From February 16 to 25, Saint-Boniface — Winnipeg’s historic French quarter — will once again host Western Canada’s largest winter festival.
For 11 days, patrons will be able to get a taste of what life was like back in the days of the voyageur at Fort Gibraltar and through the various attractions that take place in Voyageur Park and the Festival’s other sites.
And while attractions like snow sculptures, old-time music and amazing shows will be front-and-centre, visitors to the Festival should also take the time to explore the many wonders of the area it’s held in: historic Saint-Boniface.
“It really is an area that’s full of history,” says Normand Gousseau, CEO of Saint-Boniface based Enterprises Riel, and former executive director of Festival du Voyageur. “What many people don’t know is that prior to the railway station being built, Provencher Boulevard was the same route as Broadway Street. It’s now classified as the Main Street of Francophone Manitoba.”

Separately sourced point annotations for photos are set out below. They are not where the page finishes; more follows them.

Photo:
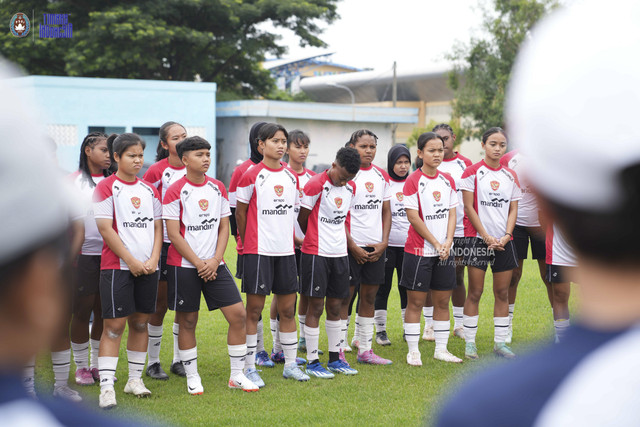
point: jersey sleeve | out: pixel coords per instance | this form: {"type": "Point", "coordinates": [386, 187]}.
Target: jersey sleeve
{"type": "Point", "coordinates": [171, 203]}
{"type": "Point", "coordinates": [410, 191]}
{"type": "Point", "coordinates": [103, 200]}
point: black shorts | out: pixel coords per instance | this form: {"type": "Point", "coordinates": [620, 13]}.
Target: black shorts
{"type": "Point", "coordinates": [560, 273]}
{"type": "Point", "coordinates": [86, 275]}
{"type": "Point", "coordinates": [239, 264]}
{"type": "Point", "coordinates": [122, 294]}
{"type": "Point", "coordinates": [477, 255]}
{"type": "Point", "coordinates": [426, 273]}
{"type": "Point", "coordinates": [185, 287]}
{"type": "Point", "coordinates": [324, 276]}
{"type": "Point", "coordinates": [521, 237]}
{"type": "Point", "coordinates": [369, 273]}
{"type": "Point", "coordinates": [163, 261]}
{"type": "Point", "coordinates": [263, 274]}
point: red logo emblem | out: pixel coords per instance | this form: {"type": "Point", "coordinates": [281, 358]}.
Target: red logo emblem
{"type": "Point", "coordinates": [369, 186]}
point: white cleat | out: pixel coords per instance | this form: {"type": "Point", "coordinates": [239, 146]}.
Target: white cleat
{"type": "Point", "coordinates": [107, 398]}
{"type": "Point", "coordinates": [240, 381]}
{"type": "Point", "coordinates": [429, 334]}
{"type": "Point", "coordinates": [445, 356]}
{"type": "Point", "coordinates": [136, 387]}
{"type": "Point", "coordinates": [66, 393]}
{"type": "Point", "coordinates": [413, 358]}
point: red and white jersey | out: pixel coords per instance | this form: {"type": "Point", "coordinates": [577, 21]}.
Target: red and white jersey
{"type": "Point", "coordinates": [162, 175]}
{"type": "Point", "coordinates": [455, 167]}
{"type": "Point", "coordinates": [303, 178]}
{"type": "Point", "coordinates": [493, 191]}
{"type": "Point", "coordinates": [399, 221]}
{"type": "Point", "coordinates": [365, 216]}
{"type": "Point", "coordinates": [133, 207]}
{"type": "Point", "coordinates": [432, 197]}
{"type": "Point", "coordinates": [528, 206]}
{"type": "Point", "coordinates": [559, 252]}
{"type": "Point", "coordinates": [92, 244]}
{"type": "Point", "coordinates": [272, 196]}
{"type": "Point", "coordinates": [199, 208]}
{"type": "Point", "coordinates": [329, 205]}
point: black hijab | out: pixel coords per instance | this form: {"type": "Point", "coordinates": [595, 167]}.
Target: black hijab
{"type": "Point", "coordinates": [395, 153]}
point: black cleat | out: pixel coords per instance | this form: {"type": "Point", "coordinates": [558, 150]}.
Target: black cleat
{"type": "Point", "coordinates": [178, 369]}
{"type": "Point", "coordinates": [156, 372]}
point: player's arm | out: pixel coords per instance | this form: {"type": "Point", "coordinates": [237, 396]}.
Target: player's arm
{"type": "Point", "coordinates": [111, 238]}
{"type": "Point", "coordinates": [379, 248]}
{"type": "Point", "coordinates": [467, 197]}
{"type": "Point", "coordinates": [303, 218]}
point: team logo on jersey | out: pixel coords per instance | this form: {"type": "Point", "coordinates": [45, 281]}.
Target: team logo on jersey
{"type": "Point", "coordinates": [369, 186]}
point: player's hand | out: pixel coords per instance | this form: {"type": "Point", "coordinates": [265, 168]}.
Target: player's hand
{"type": "Point", "coordinates": [378, 251]}
{"type": "Point", "coordinates": [361, 256]}
{"type": "Point", "coordinates": [136, 267]}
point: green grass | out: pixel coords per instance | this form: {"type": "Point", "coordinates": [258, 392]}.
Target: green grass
{"type": "Point", "coordinates": [378, 395]}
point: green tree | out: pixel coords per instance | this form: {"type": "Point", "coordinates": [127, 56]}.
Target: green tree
{"type": "Point", "coordinates": [483, 66]}
{"type": "Point", "coordinates": [222, 41]}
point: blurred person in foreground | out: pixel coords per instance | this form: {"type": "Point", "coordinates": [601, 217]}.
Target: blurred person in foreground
{"type": "Point", "coordinates": [34, 219]}
{"type": "Point", "coordinates": [572, 108]}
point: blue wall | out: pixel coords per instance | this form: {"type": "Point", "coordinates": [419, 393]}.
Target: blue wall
{"type": "Point", "coordinates": [88, 102]}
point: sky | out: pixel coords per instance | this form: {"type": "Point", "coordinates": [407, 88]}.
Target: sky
{"type": "Point", "coordinates": [374, 33]}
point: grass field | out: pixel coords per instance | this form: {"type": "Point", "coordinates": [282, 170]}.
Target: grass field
{"type": "Point", "coordinates": [378, 395]}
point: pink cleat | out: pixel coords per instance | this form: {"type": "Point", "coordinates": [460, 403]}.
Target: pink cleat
{"type": "Point", "coordinates": [370, 358]}
{"type": "Point", "coordinates": [84, 377]}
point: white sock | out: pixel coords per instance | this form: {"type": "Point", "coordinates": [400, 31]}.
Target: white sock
{"type": "Point", "coordinates": [344, 332]}
{"type": "Point", "coordinates": [302, 318]}
{"type": "Point", "coordinates": [501, 328]}
{"type": "Point", "coordinates": [81, 354]}
{"type": "Point", "coordinates": [95, 351]}
{"type": "Point", "coordinates": [470, 327]}
{"type": "Point", "coordinates": [561, 326]}
{"type": "Point", "coordinates": [176, 348]}
{"type": "Point", "coordinates": [155, 339]}
{"type": "Point", "coordinates": [107, 370]}
{"type": "Point", "coordinates": [427, 313]}
{"type": "Point", "coordinates": [136, 361]}
{"type": "Point", "coordinates": [511, 309]}
{"type": "Point", "coordinates": [237, 355]}
{"type": "Point", "coordinates": [457, 317]}
{"type": "Point", "coordinates": [61, 361]}
{"type": "Point", "coordinates": [250, 359]}
{"type": "Point", "coordinates": [441, 332]}
{"type": "Point", "coordinates": [260, 335]}
{"type": "Point", "coordinates": [289, 342]}
{"type": "Point", "coordinates": [334, 334]}
{"type": "Point", "coordinates": [312, 337]}
{"type": "Point", "coordinates": [189, 359]}
{"type": "Point", "coordinates": [366, 333]}
{"type": "Point", "coordinates": [380, 317]}
{"type": "Point", "coordinates": [412, 334]}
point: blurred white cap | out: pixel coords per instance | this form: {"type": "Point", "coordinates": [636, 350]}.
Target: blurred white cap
{"type": "Point", "coordinates": [34, 200]}
{"type": "Point", "coordinates": [573, 104]}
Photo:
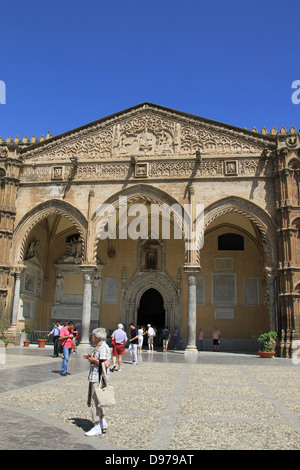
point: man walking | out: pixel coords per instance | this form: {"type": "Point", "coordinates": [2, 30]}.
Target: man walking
{"type": "Point", "coordinates": [133, 343]}
{"type": "Point", "coordinates": [66, 337]}
{"type": "Point", "coordinates": [151, 334]}
{"type": "Point", "coordinates": [165, 336]}
{"type": "Point", "coordinates": [55, 332]}
{"type": "Point", "coordinates": [120, 339]}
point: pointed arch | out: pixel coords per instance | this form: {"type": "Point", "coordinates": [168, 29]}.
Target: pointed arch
{"type": "Point", "coordinates": [40, 212]}
{"type": "Point", "coordinates": [261, 220]}
{"type": "Point", "coordinates": [135, 194]}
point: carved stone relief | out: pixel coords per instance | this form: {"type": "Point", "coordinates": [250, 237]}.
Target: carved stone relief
{"type": "Point", "coordinates": [147, 133]}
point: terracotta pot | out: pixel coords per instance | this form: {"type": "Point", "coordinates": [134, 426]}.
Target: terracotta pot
{"type": "Point", "coordinates": [267, 354]}
{"type": "Point", "coordinates": [41, 343]}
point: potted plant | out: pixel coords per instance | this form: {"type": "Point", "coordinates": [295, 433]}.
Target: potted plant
{"type": "Point", "coordinates": [26, 331]}
{"type": "Point", "coordinates": [42, 340]}
{"type": "Point", "coordinates": [268, 341]}
{"type": "Point", "coordinates": [5, 341]}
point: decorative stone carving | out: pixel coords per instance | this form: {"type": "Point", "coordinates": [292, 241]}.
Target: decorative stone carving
{"type": "Point", "coordinates": [148, 132]}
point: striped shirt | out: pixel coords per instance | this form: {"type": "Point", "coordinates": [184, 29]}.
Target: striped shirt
{"type": "Point", "coordinates": [102, 353]}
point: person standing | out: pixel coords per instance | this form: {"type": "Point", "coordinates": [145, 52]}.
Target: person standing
{"type": "Point", "coordinates": [56, 334]}
{"type": "Point", "coordinates": [165, 336]}
{"type": "Point", "coordinates": [216, 339]}
{"type": "Point", "coordinates": [150, 333]}
{"type": "Point", "coordinates": [101, 354]}
{"type": "Point", "coordinates": [176, 333]}
{"type": "Point", "coordinates": [201, 338]}
{"type": "Point", "coordinates": [66, 338]}
{"type": "Point", "coordinates": [120, 339]}
{"type": "Point", "coordinates": [141, 334]}
{"type": "Point", "coordinates": [133, 343]}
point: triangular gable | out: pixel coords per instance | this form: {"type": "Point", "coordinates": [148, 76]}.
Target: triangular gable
{"type": "Point", "coordinates": [147, 131]}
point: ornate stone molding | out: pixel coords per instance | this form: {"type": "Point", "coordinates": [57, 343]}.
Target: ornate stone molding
{"type": "Point", "coordinates": [148, 132]}
{"type": "Point", "coordinates": [158, 168]}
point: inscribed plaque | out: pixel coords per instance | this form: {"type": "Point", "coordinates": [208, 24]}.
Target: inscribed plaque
{"type": "Point", "coordinates": [251, 296]}
{"type": "Point", "coordinates": [200, 291]}
{"type": "Point", "coordinates": [110, 290]}
{"type": "Point", "coordinates": [224, 289]}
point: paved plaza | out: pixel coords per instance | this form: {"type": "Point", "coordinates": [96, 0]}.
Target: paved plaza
{"type": "Point", "coordinates": [172, 401]}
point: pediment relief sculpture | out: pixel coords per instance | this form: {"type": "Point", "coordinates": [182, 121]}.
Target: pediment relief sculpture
{"type": "Point", "coordinates": [147, 132]}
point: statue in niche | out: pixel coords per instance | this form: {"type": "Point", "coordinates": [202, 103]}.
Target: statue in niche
{"type": "Point", "coordinates": [33, 250]}
{"type": "Point", "coordinates": [73, 252]}
{"type": "Point", "coordinates": [151, 259]}
{"type": "Point", "coordinates": [59, 287]}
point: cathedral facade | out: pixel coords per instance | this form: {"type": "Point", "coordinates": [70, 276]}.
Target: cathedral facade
{"type": "Point", "coordinates": [93, 227]}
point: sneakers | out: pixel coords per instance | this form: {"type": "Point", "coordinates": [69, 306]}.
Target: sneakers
{"type": "Point", "coordinates": [103, 425]}
{"type": "Point", "coordinates": [95, 431]}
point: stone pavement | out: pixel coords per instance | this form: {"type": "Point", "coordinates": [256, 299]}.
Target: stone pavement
{"type": "Point", "coordinates": [169, 402]}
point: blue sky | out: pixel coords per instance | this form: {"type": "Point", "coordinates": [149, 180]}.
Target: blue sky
{"type": "Point", "coordinates": [67, 63]}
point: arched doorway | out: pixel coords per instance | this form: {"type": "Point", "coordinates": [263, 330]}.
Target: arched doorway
{"type": "Point", "coordinates": [151, 309]}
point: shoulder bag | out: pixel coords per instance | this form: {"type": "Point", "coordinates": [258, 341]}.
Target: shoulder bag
{"type": "Point", "coordinates": [105, 393]}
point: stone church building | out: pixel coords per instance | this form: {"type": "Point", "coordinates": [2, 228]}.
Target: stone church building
{"type": "Point", "coordinates": [68, 202]}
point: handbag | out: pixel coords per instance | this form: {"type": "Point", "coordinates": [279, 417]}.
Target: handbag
{"type": "Point", "coordinates": [105, 394]}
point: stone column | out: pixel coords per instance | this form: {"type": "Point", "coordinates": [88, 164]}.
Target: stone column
{"type": "Point", "coordinates": [18, 272]}
{"type": "Point", "coordinates": [88, 275]}
{"type": "Point", "coordinates": [191, 321]}
{"type": "Point", "coordinates": [271, 276]}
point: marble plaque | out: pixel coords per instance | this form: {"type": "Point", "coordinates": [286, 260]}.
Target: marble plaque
{"type": "Point", "coordinates": [110, 290]}
{"type": "Point", "coordinates": [224, 263]}
{"type": "Point", "coordinates": [224, 314]}
{"type": "Point", "coordinates": [200, 291]}
{"type": "Point", "coordinates": [251, 291]}
{"type": "Point", "coordinates": [224, 289]}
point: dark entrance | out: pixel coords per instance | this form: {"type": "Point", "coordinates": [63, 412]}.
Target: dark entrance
{"type": "Point", "coordinates": [151, 309]}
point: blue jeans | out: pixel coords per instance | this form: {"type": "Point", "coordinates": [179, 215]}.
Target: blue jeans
{"type": "Point", "coordinates": [66, 356]}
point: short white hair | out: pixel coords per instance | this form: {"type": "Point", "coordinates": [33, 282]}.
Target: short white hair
{"type": "Point", "coordinates": [100, 333]}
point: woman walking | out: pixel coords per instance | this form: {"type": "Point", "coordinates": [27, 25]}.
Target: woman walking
{"type": "Point", "coordinates": [101, 354]}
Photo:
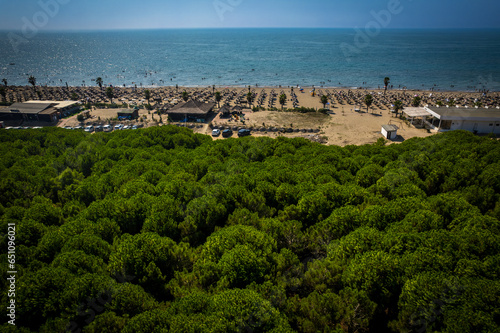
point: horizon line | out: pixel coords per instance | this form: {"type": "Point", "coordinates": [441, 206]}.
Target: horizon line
{"type": "Point", "coordinates": [244, 28]}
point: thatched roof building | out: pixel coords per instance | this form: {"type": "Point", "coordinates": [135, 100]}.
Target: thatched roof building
{"type": "Point", "coordinates": [191, 110]}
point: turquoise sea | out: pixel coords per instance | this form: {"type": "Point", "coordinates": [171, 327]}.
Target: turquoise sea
{"type": "Point", "coordinates": [417, 59]}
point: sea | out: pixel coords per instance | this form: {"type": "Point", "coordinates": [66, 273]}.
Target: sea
{"type": "Point", "coordinates": [442, 60]}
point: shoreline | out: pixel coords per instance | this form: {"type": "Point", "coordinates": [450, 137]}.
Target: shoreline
{"type": "Point", "coordinates": [376, 89]}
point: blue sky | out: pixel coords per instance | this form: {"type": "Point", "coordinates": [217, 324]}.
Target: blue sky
{"type": "Point", "coordinates": [154, 14]}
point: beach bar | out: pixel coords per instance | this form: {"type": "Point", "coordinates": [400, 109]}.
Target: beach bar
{"type": "Point", "coordinates": [128, 114]}
{"type": "Point", "coordinates": [47, 111]}
{"type": "Point", "coordinates": [191, 111]}
{"type": "Point", "coordinates": [476, 120]}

Not surprisingly, Saint-Boniface’s history extends to its architecture. Many of its buildings are 100-years-old or more. The result is a very cool collection of architectural styles.
“One example of the historic architecture in the Saint-Boniface Museum (located at 494 Tache Avenue), which is the oldest oak structure of its kind,” says Gousseau. “It not only looks historic, but it also offers a great inventory of information on Louis Riel and the early history of Manitoba.”
Then, there’s the Saint-Boniface Cathedral (180 de la Cathedral Avenue). It was established in 1818 in the Archdiocese of Saint-Boniface, and is a must-see with its forested location, iconic façade and impressive cemetery.
“The buildings alone in that area and on Tache are well worth taking the time to view,” he says. “You can see things like the Arch Bishop’s palace, and the tomb of Louis Riel. And the Cathedral is absolutely breathtaking.”
Then, for something more modern (a relative term in this case), visitors to Saint-Boniface looking for something to do before heading to the Festival might want to check out some vintage structures that date back to the early 1900s.
“You can view city hall, and the post office, which date back to around 1907-1908. In that sense, Saint-Boniface has been fortunate. Even though it’s an older community, most of the built infrastructure is still intact, though several historic structures on Provencher Boulevard were lost to fire over the years. You can even still see the home of famous author Gabriel Roy (on Des Meurons Street), who authored books such as the Tin Flute.”
While Saint-Boniface is teeming with historic architecture, it also features new structures.
One fine example is 500 Tache, a cutting-edge condominium development that faces on to the Red River from a lot surrounded by mature trees.
A second area worth noting is Pointe Hebert, a new enclave with homes featuring a diverse mix of
architectural styles — in an area that offers spectacular views of the
Esplanade Riel and downtown
Gousseau says the key to appreciating Saint-Boniface — which also offers several great eating spots such as the Marion Street Eatery, Resto-Gare, Inferno’s, Belle Baguette and Promenade Café & Wine — is to walk it.
“Take the time to get out of your car to walk around, stop, and have a look around the community. There are lots of great stories — Enterprise Riel offers tours — and Saint-Boniface offers a great vault of history.”
A good sample of that history can be experienced at the Festival, he adds.
“It’s a wonderful celebration of Manitoba history, and the Francophone contribution to Manitoba,” he says. “The music is amazing — I would say it even rivals the Folk Festival. If you enjoy food, you must experience the tourtiere, caribou, and of course the maple syrup. Fort Gibraltar, Whittier Park and the ice sculptures are also a must-see.”